Services or capabilities described in Amazon Web Services documentation might vary by Region. To see the differences applicable to the China Regions, see Getting Started with Amazon Web Services in China (PDF).

Enforcing a root directory with an access point

You can use an access point to override the root directory for a file system. When you enforce a root directory, the NFS client using the access point uses the root directory configured on the access point instead of the file system's root directory.

You enable this feature by setting the access point Path attribute when creating an access point. The Path attribute is the full path of the root directory of the file system for all file system requests made through this access point. The full path can't exceed 100 characters in length. It can include up to four subdirectories.

When you specify a root directory on an access point, it becomes the root directory of the file system for the NFS client mounting the access point. For example, suppose that the root directory of your access point is /data. In this case, mounting fs-12345678:/ using the access point has the same effect as mounting fs-12345678:/data without using the access point.

When specifying a root directory in your access point, ensure that the directory permissions are configured to allow the user of the access point to successfully mount the file system. Specifically, make sure that the execute bit is set for the access point user or group, or for everyone. For example, a directory permission value of 755 allows the directory user owner to list files, create files, and mount, and all other users to list files and mount.

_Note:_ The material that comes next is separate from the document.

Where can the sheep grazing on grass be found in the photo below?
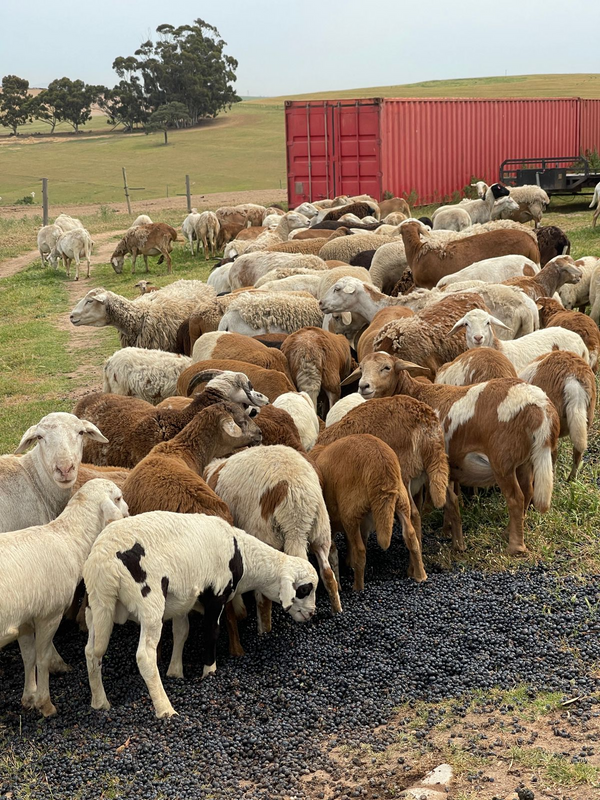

Creating the root directory for an access point

If a root directory path for an access point doesn't exist on the file system, Amazon EFS automatically creates that root directory with the ownership and permissions specified. Amazon EFS will not create the root directory if you do not specify the directory ownership and permissions at creation. This approach makes it possible to provision file system access for a specific user or application without mounting your file system from a Linux host. To create a root directory, you have to configure the root directory ownership and permission by using the following attributes when creating an access point:

Amazon EFS creates an access point root directory only if the OwnUid, OwnGID, and permissions are specified for the directory. If you do not provide this information, Amazon EFS does not create the root directory. If the root directory does not exist, attempts to mount using the access point will fail.

When you mount a file system with an access point, the root directory for the access point is created if the directory doesn't already exist, provided that the root directory's OwnerUid and Permissions were specified when the access point was created. If the access point's root directory already exists before mount time, the existing permissions aren't overwritten by the access point. If you delete the root directory, EFS recreates it the next time that the file system is mounted using the access point.

Security model for access point root directories

When a root directory override is in effect, Amazon EFS behaves like a Linux NFS server with the no_subtree_check option enabled.

In the NFS protocol, servers generate file handles that are used by clients as unique references when accessing files. EFS securely generates file handles that are unpredictable and specific to an EFS file system. When a root directory override is in place, EFS doesn't disclose file handles for files outside the specified root directory. However, in some cases a user might get a file handle for a file outside of their access point by using an out-of-band mechanism. For example, they might do so if they have access to a second access point. If they do this, they can perform read and write operations on the file.

File ownership and access permissions are always enforced, for access to files within and outside of a user's access point root directory.